In the United States 40 percent of black and Latino students who begin at four-year colleges and universities will graduate. A startling statistic? Yes. But it's one that New York's Stony Brook University is seeking to combat through a state funded program.
The university's Educational Opportunity Program (EOP) aids 600 low-income, minority students. It's a three-tier system that follows students throughout their undergrad, beginning with a five week "educational boot camp" the summer before their freshman year for students needing to catch up academically. The boot camp has two strict rules: no cell phones and mandatory four hour study sessions each night.
"Mandatory study hours, that was new to a lot of people, that you had to study," said Jose Gibson, an EOP participant and graduate of Stony Brook. "We would have a pair of our tutors patrolling the hallways, making sure that you were at your desk. In that four hours, you could not be sleeping, sitting, or even conversating."
The second tier of the program kicks-in if students begin to fall behind once regular classes begin. Free tutoring is provided to the students, as well as a mandatory six-week long study skills workshop for those in more serious academic need. Moreover, students are required to meet with a counselor four-times a semester--that's part three.
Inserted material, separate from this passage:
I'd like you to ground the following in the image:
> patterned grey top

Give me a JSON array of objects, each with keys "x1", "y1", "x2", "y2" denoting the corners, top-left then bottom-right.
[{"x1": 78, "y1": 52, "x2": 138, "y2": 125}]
"We concentrate on the person, the whole person," said Dorothy Corbett, an EOP counselor. "Let's really look at and find out what is going to make you happy and successful as an adult."
EOP has been a success at Stony Brook, as it graduates 65 percent of its Latino students and 70 percent of it black students. Figures that far exceed any other public university in the country. But in a hard-hit economy, the school is trying to save EOP. Since 2008 New York State has cut funding for the program by nearly 17 percent.
"Students who come through the program are students who might not otherwise have the opportunity to go to college. Many of our students are not just first-generation college students, but we have many students who are first-generation Americans." --Cheryl Hamilton, EOP director
"College wasn't a big -- it wasn't in the plan at first. I didn't see it happening. I didn't think I was going to make it this far." --Jose Gibson, EOP graduate
"I work very hard to defend EOP. It should be part of our core mission, to fulfill this concept of the American dream. And if we don't have these kinds of examples, where people have been successful, then I think you're caught." --Dr. Samuel Stanley, president of Stony Brook University
1. How is college different than high school?
2. How do high school students prepare for college?
3. Why are some high school students prepared for college and some are not?
4. How might having parents who did not go to college affect a high school student's attitude toward college?
1. Why do you suppose the Educational Opportunity Program was implemented at Stony Brook University?
2. Do you think special programs should be offered to minorities? Why or why not?
3. Do you believe that some individuals are at a social disadvantage in the United States? If so, what can be done to combat this issue?
4. Have you or someone you know ever needed special assistance? Was it a positive or a negative experience?